For U.S. strip centers, the vacancy rate in the second quarter rose 0.10 percentage point from the first quarter to 10.9 percent, slightly below the 11 percent in 1991 during the prior real estate bust, according to the Reis quarterly report, released on Wednesday.

Retailers gave up 1.85 million square feet of occupied space in the second quarter at neighborhood shopping centers, while developers opened less than 400,000 square feet of new strip mall space.

That compares with an average of about 7 million to 8 million square feet of shopping centers built each year from about 2001, according to Reis.

Unlike the office or apartment real estate sectors, a meaningful recovery in retail real estate is expected to be very sluggish, Calanog said.

Rents are not expected to return to 2008 levels before 2016, he said.

"It's really the one sector where because of persistent overbuilding across time, things will really get way down and even a recovery defined by a bottoming out will be pretty tepid," he said.

A recovery also will depend on type of real estate, tenants and location, he added.

Asking rents fell 0.3 percent from the first quarter to $19.07 per square foot, the lowest since the end of 2006, according to the report.

Factoring in months of free rent and other perks landlords offered to attract and retain tenants, effective rent fell 0.5 percent to $16.58 per square foot, the lowest in nearly five years.

Reis said that roughly half of its clients plan to take advantage of the cheap rents in their expansion plans.

"Only about 20 percent expressed such sentiments in the first quarter, and none were in a position to plan for expansion in 2009 for obvious reasons," Calanog said.

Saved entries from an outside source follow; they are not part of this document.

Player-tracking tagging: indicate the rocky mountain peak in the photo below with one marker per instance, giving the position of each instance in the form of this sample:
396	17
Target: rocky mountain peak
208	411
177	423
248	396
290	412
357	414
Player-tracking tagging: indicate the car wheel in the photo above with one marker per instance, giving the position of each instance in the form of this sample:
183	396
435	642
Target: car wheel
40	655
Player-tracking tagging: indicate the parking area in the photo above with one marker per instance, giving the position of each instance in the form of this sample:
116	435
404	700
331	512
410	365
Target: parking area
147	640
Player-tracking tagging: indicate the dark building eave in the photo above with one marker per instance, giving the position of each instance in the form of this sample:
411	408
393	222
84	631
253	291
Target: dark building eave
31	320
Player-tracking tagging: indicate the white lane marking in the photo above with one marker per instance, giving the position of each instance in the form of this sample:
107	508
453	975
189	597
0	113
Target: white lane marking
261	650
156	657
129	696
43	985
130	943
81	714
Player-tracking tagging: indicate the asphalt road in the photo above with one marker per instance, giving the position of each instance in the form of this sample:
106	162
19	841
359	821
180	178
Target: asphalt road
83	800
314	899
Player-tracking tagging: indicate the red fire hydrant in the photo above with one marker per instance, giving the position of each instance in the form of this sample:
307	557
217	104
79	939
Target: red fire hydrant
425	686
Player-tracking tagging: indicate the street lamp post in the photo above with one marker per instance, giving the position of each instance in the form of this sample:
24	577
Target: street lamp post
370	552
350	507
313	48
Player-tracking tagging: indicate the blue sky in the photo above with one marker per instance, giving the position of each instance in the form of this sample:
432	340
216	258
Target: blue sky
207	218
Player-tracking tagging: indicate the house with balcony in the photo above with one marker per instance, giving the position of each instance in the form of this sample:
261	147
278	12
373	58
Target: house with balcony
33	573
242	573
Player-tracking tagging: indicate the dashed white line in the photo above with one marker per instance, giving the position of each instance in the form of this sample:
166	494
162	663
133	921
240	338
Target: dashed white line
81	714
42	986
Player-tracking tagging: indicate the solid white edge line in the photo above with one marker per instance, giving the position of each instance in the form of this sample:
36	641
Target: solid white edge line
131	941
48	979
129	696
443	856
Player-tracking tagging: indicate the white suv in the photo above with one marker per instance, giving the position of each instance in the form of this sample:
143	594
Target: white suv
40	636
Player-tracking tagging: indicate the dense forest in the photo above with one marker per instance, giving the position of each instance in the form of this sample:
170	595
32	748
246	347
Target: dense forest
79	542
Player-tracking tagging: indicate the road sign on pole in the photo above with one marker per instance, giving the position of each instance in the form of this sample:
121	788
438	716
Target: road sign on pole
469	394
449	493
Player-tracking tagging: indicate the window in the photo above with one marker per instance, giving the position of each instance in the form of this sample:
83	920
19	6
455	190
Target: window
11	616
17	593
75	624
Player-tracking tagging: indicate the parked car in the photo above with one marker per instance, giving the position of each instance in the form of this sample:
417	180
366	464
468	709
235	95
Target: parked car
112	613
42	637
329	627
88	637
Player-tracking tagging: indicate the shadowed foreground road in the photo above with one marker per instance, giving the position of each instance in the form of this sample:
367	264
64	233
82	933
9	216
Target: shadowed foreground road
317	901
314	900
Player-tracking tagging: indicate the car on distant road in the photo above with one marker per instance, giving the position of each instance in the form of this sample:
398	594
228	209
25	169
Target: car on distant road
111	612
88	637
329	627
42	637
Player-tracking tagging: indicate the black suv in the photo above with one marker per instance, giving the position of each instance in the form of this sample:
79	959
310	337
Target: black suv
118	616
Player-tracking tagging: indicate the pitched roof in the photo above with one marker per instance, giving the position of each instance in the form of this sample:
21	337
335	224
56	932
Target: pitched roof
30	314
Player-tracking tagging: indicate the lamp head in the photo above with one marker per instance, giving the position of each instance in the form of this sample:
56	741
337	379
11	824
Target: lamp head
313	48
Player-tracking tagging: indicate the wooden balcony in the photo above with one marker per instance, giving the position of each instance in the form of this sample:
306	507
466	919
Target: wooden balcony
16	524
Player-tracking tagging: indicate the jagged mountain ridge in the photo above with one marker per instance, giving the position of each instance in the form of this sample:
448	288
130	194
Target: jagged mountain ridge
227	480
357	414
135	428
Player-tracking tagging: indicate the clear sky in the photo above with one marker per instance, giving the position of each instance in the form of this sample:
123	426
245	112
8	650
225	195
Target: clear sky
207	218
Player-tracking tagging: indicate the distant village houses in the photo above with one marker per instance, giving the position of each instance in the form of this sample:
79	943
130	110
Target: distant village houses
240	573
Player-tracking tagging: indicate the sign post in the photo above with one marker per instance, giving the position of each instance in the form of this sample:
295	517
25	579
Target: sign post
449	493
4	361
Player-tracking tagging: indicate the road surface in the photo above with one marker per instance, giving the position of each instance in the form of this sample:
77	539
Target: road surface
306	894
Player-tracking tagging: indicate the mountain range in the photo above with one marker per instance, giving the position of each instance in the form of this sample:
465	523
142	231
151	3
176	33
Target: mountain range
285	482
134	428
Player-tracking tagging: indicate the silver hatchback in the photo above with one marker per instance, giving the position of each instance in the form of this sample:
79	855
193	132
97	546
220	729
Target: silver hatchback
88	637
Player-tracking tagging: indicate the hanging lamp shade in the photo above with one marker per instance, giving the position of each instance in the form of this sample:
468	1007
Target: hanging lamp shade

"If rents are so cheap now and they can lock it in, maybe it is time to expand," he said. "Some people will benefit from this. But it's not going to be the retail landlord."

At large U.S. malls, the vacancy rate rose 0.10 percentage point from the first quarter to 9 percent, the highest since the first quarter 2000, when Reis began tracking regional malls. Asking rent fell 0.2 percent to $38.72 per square foot, marking the seventh straight quarter of decline. Asking rent was the lowest in more than four years.

Reis does not track effective rent at regional malls.